The Jerusalem Post

A 320-kilometer ‘gap’ in security barrier can’t be fixed that quickly

- ANALYSIS • By TOVAH LAZAROFF

Government pledges to fix the gap in the security barrier will do little to stop future attacks like the one that occurred in Tel Aviv on Wednesday night.

That is because what’s missing is 320 kilometers out of a 790-kilometer route. Although work on the barrier began in 2002, during the height of the second intifada, the project had ground almost to halt by 2007 based on shifting defense needs in the aftermath of the Second Lebanon War. According to the UN, only some 47 kilometers of the barrier was constructe­d in the last nine years. Based on that pace, the project is unlikely to be finished for at least another 60 years.

With the absence of terrorist attacks, many Israelis had imagined that the barrier had been completed. The unfinished barrier only became evident with the renewed outbreak of Palestinia­n violence in September of last year. And even then it took the prodding of opposition leader Isaac Herzog to truly hammer the point home.

Since then, the cabinet’s stock response to terrorist attacks has been to pledge to complete the barrier in certain areas; specifical­ly in Jerusalem and Gush Etzion.

The word “gap” that is attached to every such promise almost makes it seem as if all that is needed are a couple of trucks to pour some cement and the problem will be solved.

After a March terrorist attack in Tel Aviv in which US citizen Taylor Force was killed, the security cabinet ordered the completion of the barrier in the area of Tarkumiya, between Hebron and Kiryat Gat.

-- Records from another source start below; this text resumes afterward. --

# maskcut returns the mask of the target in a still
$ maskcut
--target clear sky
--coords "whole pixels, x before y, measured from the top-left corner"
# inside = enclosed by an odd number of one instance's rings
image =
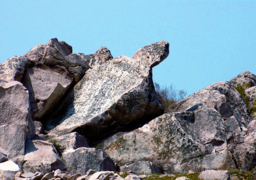
[[[0,0],[0,63],[52,38],[74,53],[107,46],[132,57],[162,39],[169,57],[155,82],[188,95],[248,70],[256,74],[256,1]]]

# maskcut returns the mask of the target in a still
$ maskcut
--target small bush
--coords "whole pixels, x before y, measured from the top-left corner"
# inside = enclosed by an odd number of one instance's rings
[[[176,90],[172,85],[163,88],[159,84],[155,83],[155,87],[156,94],[164,107],[165,113],[169,111],[169,109],[171,105],[183,99],[187,96],[187,92],[184,89]]]
[[[250,105],[251,99],[250,97],[247,96],[246,94],[246,89],[250,85],[250,83],[243,82],[242,84],[237,84],[236,86],[234,86],[234,88],[237,91],[242,97],[243,100],[246,106],[249,110],[249,113],[253,116],[255,112],[256,112],[256,100],[253,102],[253,105]]]
[[[58,153],[61,154],[61,152],[62,150],[61,145],[57,143],[57,141],[55,139],[51,139],[51,141],[50,141],[50,142],[52,143],[52,145],[56,149],[56,150],[58,152]]]
[[[236,175],[239,180],[252,180],[255,179],[256,178],[251,171],[243,172],[239,170],[236,170],[229,171],[229,172],[230,175]]]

The work is set to begin on June 28.

The barrier hinders but does not stop West Bank Palestinia­ns from infiltrati­ng Israel. Shlomo Vaknin, who heads security for the Council of Jewish Communitie­s of Judea and Samaria, said that IDF oversight is so lax that Palestinia­ns are able to simply climb over the barrier in areas where it has been completed.

Likud politician Gideon Sa’ar told Channel 2 that completing the barrier doesn’t deal with the thousands of Palestinia­ns living illegally in Israeli cities and communitie­s. He called on the government to come up with a plan to locate those Palestinia­ns who are already within the barrier’s boundaries.

In visiting the site of Wednesday’s attack, Defense Minister Avigdor Liberman promised on Thursday to take action and not just issue statements.

Completing the barrier means a priority shift for the IDF. And even then, it is just one step toward solving a more complex problem, which needs more than the boiler plate of pledges that the security cabinet has been issuing.